I’m a “check list” kind of girl. I write checklists so that I am productive, but also because I am quick forgetful. Every Sunday evening, I sit down at my desk to determine what I need to prioritize and get done in the upcoming week. I outline the entire week, including the reading and writing that is required to stay on track for my studies, any articles that are due, any additional reading or writing that I am working on, and what (if anything) I can manage to blog that week. Sometimes, I even include in my weekly planning, the days that I am going to grocery shop, get to the gym, wash my daughter’s hair (because that is a chore, trust me!), and clean the house. Some days, I actually get through my “To do” lists and I am indeed grateful. At other times, I look at my lists and think, that’s not realistic and say to myself, “It’s not going to get done” and I need to be okay with that. The reality is that productive people are never really done with anything. At best, you and I continue to inch towards a vision, a purpose, or a goal of some sort, and if we are Type A personalities, we set other goals to work towards.
Sometimes I do get overwhelmed when I think about all that there is to be done, but I’m not as rigid and I don’t get as frustrated as I used to. Several years ago, I would get beside myself if I didn’t get through my lists and I would sometimes even get angry that everything in life appeared to pile up. My poor attitude towards work carried over into my relationships with others. I would avoid certain people because they were too much work and I would lash out if I felt like someone was wasting my time. Then God started regularly reminding me that people are indeed the purpose of ministry, and if my heart was not right towards his people then all of my “to do” lists did not matter. I read authors who encouraged me to embrace the interruptions of my days. I read spiritual leaders like Henri Nouwen who encouraged me to find rest in the Lord and to practice the discipline of presence.
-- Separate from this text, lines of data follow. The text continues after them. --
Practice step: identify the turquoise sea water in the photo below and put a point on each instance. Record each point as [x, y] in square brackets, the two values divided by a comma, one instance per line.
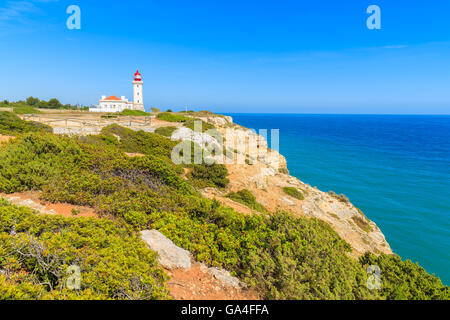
[395, 168]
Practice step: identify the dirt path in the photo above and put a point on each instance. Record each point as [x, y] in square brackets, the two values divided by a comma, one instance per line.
[31, 199]
[198, 284]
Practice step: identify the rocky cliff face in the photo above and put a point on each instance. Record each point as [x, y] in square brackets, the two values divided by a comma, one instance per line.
[268, 176]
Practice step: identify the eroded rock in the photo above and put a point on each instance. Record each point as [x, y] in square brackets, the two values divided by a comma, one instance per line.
[170, 256]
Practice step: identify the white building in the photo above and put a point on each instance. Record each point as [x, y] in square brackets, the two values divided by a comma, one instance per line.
[115, 104]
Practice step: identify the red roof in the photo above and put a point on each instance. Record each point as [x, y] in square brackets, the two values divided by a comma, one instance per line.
[113, 98]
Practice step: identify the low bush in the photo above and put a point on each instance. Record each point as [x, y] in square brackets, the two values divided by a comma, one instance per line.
[36, 252]
[281, 256]
[405, 280]
[205, 126]
[209, 175]
[170, 117]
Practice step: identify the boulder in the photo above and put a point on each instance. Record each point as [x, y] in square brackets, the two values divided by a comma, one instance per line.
[225, 278]
[170, 256]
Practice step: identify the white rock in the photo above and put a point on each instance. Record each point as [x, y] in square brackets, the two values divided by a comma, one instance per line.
[225, 277]
[170, 256]
[203, 139]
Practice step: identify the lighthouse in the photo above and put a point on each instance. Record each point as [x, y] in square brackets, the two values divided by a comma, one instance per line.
[138, 95]
[116, 104]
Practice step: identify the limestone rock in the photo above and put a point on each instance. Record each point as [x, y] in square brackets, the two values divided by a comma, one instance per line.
[170, 256]
[226, 278]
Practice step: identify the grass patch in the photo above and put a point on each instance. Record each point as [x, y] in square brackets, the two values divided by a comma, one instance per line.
[294, 192]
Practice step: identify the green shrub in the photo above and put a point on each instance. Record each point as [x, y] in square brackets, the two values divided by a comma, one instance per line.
[170, 117]
[281, 256]
[209, 175]
[247, 198]
[36, 252]
[166, 131]
[294, 192]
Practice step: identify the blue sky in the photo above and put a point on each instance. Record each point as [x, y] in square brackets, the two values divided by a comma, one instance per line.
[232, 56]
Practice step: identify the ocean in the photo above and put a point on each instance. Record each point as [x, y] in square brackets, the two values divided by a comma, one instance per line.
[395, 168]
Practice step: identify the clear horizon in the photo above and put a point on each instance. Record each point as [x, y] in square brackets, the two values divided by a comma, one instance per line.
[231, 57]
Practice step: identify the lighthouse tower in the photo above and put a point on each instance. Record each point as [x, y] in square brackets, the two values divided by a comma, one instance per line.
[138, 95]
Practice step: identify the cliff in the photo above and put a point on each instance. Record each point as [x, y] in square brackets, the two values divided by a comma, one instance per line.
[268, 176]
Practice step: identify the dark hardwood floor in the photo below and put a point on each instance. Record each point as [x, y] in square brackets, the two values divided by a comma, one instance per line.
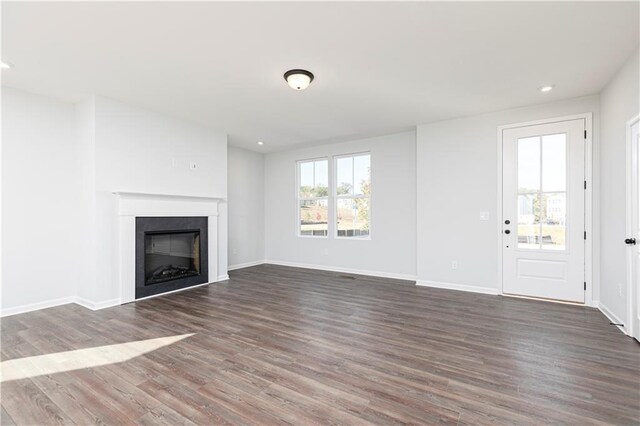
[284, 345]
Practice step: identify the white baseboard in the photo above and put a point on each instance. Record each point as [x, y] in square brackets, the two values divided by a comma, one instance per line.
[343, 270]
[37, 306]
[245, 265]
[611, 316]
[94, 306]
[459, 287]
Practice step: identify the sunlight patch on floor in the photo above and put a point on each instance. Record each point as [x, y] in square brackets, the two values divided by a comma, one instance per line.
[23, 368]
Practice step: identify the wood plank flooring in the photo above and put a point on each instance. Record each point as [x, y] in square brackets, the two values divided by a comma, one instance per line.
[278, 345]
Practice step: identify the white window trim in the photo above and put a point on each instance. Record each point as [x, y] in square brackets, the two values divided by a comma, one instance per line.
[336, 197]
[298, 199]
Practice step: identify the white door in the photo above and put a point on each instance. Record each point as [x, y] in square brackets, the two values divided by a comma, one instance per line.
[633, 241]
[543, 233]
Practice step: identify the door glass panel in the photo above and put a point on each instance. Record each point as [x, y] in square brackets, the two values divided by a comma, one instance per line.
[554, 163]
[553, 222]
[542, 197]
[528, 223]
[528, 165]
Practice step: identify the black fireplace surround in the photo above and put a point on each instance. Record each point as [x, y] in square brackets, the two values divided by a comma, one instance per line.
[171, 253]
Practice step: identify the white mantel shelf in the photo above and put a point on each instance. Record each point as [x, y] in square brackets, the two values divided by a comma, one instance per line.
[138, 204]
[173, 196]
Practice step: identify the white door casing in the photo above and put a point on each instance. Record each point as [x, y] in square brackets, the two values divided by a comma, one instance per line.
[632, 326]
[543, 201]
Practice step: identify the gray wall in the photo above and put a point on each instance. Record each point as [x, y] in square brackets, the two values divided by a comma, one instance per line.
[620, 102]
[41, 243]
[246, 207]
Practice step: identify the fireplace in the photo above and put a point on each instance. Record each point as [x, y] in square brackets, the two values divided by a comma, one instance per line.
[171, 254]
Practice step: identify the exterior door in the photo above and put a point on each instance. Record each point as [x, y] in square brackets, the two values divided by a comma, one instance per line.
[543, 217]
[633, 240]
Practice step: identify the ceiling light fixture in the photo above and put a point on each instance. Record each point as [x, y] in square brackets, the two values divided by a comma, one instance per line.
[298, 79]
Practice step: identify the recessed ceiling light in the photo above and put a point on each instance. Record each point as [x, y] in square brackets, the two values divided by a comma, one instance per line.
[298, 79]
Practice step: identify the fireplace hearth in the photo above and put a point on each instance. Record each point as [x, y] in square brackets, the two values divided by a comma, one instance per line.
[171, 254]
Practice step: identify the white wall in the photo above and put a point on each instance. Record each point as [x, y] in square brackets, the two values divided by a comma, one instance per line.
[391, 250]
[619, 102]
[246, 207]
[61, 163]
[457, 179]
[141, 151]
[42, 246]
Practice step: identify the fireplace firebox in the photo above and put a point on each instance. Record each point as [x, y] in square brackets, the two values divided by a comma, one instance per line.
[171, 254]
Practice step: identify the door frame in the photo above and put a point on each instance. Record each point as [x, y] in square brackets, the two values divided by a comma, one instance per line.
[632, 186]
[588, 200]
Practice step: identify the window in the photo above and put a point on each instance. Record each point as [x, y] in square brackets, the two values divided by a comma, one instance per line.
[352, 195]
[313, 198]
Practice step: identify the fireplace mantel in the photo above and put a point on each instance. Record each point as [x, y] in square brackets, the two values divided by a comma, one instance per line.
[138, 204]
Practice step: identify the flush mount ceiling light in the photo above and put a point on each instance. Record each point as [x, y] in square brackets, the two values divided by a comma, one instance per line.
[298, 79]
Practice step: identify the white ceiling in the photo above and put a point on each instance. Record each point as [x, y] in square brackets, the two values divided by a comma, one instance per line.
[380, 67]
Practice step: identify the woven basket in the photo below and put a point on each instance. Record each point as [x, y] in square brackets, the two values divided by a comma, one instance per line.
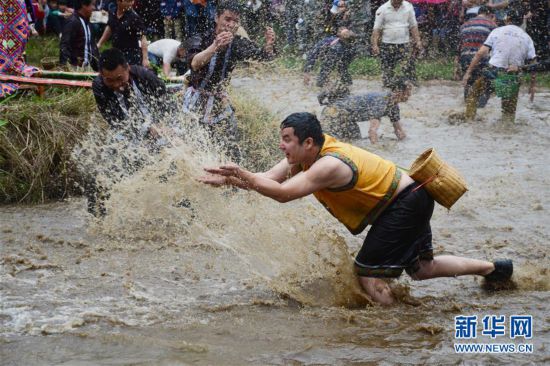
[442, 181]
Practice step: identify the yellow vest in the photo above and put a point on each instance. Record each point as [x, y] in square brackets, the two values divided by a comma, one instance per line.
[371, 189]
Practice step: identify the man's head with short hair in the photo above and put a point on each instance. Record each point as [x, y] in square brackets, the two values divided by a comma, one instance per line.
[484, 10]
[114, 69]
[232, 6]
[181, 51]
[305, 125]
[514, 15]
[84, 7]
[228, 17]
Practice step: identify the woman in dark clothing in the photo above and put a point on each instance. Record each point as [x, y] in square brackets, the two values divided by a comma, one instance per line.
[127, 30]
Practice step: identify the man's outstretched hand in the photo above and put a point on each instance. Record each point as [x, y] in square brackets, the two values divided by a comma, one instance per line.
[222, 175]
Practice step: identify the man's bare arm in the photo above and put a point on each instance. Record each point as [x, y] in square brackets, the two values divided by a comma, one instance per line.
[326, 172]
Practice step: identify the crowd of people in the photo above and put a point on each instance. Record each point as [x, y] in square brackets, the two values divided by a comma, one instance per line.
[210, 38]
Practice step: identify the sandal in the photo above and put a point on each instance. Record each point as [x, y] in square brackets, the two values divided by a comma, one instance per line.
[503, 270]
These revelations of doing verses being have radically shaped my attitude towards mentoring. I had found that sometimes all that is required to mentor effectively is availability. When someone calls or asks or cries, mentoring God’s way demands that we show up! We must be willing to put our “work” aside and be present with the person God has led to us. When I was in the military, we often referred to this attitude as having an “Open Door Policy.” The “Open Door Policy” meant that unless I was in a meeting, my office door literally remained opened signaling that anyone could come into my office at any time and expect to receive my undivided attention for a reasonable period of time; expect that I would carefully consider their question, comment, or concern; and expect that I would provide an adequate response in a timely manner. As mentors, we need to cultivate an attitude of availability and openness with those God has allowed us to influence. We also need the subtle reminder that people are more important than things (even our “to do” lists) and we would do well to model Jesus’ example by welcoming those who come to us, instead of turning them away.
What challenges do you face concerning doing verses being? Are there any intentional practices (like the “Open Door Policy”) that assist you in being more available to those you are called to mentor?